Cut the peaches in half or quarters and remove the pits and the fibrous red parts around the pits. Then slice the halves or quarters crosswise into ⅛ inch thick pieces. It’s easier to remove the pits of clingstone peaches if you cut the peaches into quarters since the pits adhere to the flesh of the fruit. The pits of freestone peaches pop out easily.
Dehydrate at 135° until pliable (8 – 12 hours). Shorten the time by running the dehydrator at 145° for the first two hours.
Strawberries. Dried strawberries are only fair for snacking, but they are delicious when rehydrated and heated with a little sugar.
Wash strawberries and pat dry with paper towels. Cut off the leafy crown and slice strawberries crosswise into ⅛ inch to ¼ inch thick pieces. If you want to sweeten the strawberries, sprinkle with sugar after you place the slices on the trays. Sweetening the strawberries in a bowl first draws out juices and makes them messier to work with.
Dehydrate at 135° until leathery or crispy (8 – 12 hours).
Mangos. Orient the mango long ways with the narrow profile of the mango facing you. Make two cuts all the way down the mango about a quarter inch from centre left and right. You may bump into the pit, so just keep sliding the knife along the pit.
Cut the skin off the three sections. Cut the flesh off the pit in the centre section as best you can into ⅛ inch thick pieces. Lay the two outer sections flat-side down and cut in half lengthwise and then slice the quarters crosswise into ⅛ inch thick pieces.
Spread in a single layer on the dehydrator tray and dehydrate at 135° until pliable (8 – 12 hours). Shorten the time by running the dehydrator at 145° for the first two hours.
Blueberries. Blueberries take a long time to dry and are only fair for snacking on. They are pretty good in oatmeal or make a nice topping for dried angel food cake when rehydrated and warmed. Wash blueberries and remove the stems. Break the skins before drying. Place blueberries in a colander and dip in boiling water for 30 seconds and then in cold water to check (break) the skins. Blueberries will dry faster and turn out crispier if you skip the dip and cut the berries in half before drying. Place the berries in a single layer on the dehydrator tray with the skin side down.
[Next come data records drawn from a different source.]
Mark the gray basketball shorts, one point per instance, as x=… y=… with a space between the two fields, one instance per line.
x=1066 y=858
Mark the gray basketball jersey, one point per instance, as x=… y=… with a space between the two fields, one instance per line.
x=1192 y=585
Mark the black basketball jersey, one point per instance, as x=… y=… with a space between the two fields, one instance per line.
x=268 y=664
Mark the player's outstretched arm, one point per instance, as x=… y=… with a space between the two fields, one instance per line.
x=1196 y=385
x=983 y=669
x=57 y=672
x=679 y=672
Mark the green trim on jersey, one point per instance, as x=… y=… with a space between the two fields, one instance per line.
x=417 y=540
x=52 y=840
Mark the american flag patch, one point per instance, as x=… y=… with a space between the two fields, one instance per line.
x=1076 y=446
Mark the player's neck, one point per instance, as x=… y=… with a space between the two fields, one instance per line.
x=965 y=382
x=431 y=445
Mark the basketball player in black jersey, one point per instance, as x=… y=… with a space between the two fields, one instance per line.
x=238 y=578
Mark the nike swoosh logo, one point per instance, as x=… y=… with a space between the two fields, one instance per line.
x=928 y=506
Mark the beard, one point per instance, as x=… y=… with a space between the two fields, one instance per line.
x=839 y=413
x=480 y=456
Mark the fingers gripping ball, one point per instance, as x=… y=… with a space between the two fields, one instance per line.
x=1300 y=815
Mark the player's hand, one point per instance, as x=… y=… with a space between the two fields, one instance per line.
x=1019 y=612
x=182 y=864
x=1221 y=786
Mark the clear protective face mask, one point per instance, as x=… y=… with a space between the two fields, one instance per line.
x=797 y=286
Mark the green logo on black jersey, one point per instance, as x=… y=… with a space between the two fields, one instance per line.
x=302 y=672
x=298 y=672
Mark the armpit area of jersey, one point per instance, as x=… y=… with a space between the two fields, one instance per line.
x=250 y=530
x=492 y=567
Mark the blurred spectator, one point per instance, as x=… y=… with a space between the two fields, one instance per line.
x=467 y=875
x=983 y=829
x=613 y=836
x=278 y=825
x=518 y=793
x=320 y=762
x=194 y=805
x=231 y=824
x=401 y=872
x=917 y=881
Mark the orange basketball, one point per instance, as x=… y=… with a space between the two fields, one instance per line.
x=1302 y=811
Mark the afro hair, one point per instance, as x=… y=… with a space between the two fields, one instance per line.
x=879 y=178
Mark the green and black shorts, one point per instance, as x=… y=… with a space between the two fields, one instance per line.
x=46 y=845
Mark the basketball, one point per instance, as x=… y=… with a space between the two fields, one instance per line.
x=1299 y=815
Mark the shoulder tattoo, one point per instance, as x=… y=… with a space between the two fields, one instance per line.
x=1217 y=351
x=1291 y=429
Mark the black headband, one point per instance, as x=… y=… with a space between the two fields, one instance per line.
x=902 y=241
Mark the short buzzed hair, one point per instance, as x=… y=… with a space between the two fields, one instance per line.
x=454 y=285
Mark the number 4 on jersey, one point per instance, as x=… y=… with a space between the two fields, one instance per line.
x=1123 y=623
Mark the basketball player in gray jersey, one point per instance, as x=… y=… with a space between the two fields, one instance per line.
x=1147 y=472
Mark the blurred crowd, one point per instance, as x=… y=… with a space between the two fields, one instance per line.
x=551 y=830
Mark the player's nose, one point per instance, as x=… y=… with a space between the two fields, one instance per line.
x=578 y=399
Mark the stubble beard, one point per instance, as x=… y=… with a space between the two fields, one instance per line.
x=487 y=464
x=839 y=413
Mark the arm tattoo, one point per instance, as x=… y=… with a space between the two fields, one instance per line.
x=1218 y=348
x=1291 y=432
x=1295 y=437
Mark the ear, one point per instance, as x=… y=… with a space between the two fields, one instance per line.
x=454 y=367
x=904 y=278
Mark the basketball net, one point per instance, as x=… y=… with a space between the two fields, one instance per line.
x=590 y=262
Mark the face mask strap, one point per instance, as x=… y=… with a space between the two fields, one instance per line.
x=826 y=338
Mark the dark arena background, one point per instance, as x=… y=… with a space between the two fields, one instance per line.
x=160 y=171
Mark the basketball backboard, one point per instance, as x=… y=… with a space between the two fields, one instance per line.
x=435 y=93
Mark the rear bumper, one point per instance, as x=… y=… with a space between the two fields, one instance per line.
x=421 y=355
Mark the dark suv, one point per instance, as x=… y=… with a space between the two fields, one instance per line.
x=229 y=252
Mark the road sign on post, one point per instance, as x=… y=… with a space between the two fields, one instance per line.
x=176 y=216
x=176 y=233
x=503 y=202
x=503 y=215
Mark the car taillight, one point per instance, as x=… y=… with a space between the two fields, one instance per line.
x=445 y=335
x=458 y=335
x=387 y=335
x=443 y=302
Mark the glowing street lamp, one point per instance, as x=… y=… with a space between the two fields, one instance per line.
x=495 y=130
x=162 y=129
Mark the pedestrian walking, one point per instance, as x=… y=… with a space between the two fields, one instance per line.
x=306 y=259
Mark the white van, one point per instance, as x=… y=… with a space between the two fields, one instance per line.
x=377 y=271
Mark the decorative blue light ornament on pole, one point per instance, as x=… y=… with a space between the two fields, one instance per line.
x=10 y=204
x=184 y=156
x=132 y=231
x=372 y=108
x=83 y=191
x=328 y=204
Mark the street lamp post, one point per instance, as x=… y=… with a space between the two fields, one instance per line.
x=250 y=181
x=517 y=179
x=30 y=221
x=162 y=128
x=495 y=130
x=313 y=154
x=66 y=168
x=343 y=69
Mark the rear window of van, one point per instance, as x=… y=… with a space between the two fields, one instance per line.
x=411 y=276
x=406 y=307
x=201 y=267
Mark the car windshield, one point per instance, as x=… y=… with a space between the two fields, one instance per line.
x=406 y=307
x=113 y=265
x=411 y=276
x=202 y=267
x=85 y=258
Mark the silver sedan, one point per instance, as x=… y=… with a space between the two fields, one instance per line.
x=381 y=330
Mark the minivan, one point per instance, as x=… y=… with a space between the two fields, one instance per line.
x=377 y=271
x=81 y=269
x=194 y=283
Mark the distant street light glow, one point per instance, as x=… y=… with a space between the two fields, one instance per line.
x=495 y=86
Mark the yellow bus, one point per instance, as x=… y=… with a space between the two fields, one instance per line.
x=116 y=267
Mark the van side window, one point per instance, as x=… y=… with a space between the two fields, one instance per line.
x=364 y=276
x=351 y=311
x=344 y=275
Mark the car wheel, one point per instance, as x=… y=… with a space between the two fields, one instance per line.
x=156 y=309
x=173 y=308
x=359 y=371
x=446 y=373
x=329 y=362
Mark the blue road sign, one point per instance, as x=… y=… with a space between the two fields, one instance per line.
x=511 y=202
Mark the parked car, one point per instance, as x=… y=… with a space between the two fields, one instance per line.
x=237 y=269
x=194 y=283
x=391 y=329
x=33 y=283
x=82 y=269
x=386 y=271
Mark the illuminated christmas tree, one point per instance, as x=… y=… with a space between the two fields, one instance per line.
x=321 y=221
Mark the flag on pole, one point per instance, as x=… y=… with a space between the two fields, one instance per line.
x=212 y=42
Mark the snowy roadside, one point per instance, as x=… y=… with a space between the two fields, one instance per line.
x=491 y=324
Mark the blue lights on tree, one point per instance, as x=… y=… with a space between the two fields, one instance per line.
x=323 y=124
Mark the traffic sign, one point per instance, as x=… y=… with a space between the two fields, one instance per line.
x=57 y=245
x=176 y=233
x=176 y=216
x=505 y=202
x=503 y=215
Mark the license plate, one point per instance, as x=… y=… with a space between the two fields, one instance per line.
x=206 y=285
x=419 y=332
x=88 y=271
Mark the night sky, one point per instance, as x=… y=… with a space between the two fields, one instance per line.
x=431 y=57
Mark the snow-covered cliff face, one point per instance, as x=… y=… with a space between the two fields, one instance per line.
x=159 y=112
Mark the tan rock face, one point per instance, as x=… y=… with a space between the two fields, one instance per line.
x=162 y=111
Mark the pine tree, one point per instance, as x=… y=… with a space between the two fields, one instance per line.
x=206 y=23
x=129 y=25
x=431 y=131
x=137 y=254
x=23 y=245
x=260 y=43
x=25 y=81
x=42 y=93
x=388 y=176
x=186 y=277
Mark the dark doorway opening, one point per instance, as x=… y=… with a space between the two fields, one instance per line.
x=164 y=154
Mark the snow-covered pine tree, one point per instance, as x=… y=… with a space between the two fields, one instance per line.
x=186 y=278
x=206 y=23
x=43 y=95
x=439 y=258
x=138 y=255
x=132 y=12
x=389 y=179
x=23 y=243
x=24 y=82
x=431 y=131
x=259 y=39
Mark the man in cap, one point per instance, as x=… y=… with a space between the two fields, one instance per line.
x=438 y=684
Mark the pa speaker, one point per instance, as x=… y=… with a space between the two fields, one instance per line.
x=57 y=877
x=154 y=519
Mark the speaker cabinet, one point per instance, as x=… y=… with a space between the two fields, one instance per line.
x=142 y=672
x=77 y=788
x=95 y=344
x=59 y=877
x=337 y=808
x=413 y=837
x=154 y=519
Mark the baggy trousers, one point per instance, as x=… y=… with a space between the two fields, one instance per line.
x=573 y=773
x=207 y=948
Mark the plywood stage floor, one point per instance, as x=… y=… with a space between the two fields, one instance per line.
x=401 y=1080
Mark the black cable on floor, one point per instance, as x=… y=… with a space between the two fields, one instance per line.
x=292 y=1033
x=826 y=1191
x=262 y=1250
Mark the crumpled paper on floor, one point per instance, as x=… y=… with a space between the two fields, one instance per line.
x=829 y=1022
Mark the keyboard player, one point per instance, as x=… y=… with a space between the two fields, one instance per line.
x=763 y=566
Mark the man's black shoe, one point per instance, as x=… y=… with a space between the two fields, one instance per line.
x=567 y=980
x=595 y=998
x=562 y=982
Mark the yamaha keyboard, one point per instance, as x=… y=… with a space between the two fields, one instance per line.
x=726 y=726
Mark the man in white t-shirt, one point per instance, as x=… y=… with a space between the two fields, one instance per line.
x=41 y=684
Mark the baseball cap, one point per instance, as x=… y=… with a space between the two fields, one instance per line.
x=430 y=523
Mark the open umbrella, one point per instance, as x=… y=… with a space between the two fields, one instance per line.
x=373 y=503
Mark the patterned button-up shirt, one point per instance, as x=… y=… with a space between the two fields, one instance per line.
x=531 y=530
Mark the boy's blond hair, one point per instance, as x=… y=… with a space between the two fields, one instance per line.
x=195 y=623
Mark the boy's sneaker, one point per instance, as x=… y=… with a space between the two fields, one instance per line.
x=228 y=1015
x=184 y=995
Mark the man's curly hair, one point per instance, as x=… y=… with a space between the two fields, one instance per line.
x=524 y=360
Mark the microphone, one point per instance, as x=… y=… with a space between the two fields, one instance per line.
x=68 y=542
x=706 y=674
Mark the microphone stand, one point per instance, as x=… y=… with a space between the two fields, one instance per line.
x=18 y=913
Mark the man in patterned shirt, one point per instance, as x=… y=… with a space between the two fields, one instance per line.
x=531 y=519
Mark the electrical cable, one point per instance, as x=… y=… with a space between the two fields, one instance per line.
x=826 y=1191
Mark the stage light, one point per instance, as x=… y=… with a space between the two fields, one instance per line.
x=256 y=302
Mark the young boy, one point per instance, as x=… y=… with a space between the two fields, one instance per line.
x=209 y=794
Dehydrate at 135° until leathery (12 – 20 hours).
Sliced Seedless Grapes and Oranges for Fruit Cocktail. Sliced oranges don’t make good fruit snacks like apples and bananas. But, they rehydrate well in fruit cocktail!
Slice the oranges and cut away the skins. Then cut the fruit into small pieces, breaking into the cell walls in between the sections. A tip if you have particularly juicey oranges is to partially freeze them before cutting. The last four hours. (135F). Oranges take a long time to dry, at least 15 hours.
Slice the seedless grapes crosswise several times because they will not dry sufficiently if just cut in half. Sliced seedless grapes will take as long or a little longer to dry than orange pieces.
Fruit Cocktail – Warm. Combine one cup of any combination of dried fruit with one cup water. Soak for ten minutes and then heat slowly for ten more minutes. Try ½ cup dried pears, ¼ cup dried bananas, ⅛ cup dried pineapple, and ⅛ cup dried mango or peaches.
Fruit Cocktail – Cold. To make a juicy fruit cocktail, combine one cup of dried mixed fruit with two cups of cold water in a Thermos Food Jar. The result will be one cup of refreshing fruit juice and a tasty serving of rehydrated fruit. I add one teaspoon of sugar to my fruit mix to give me a little extra zip for the last miles of the day.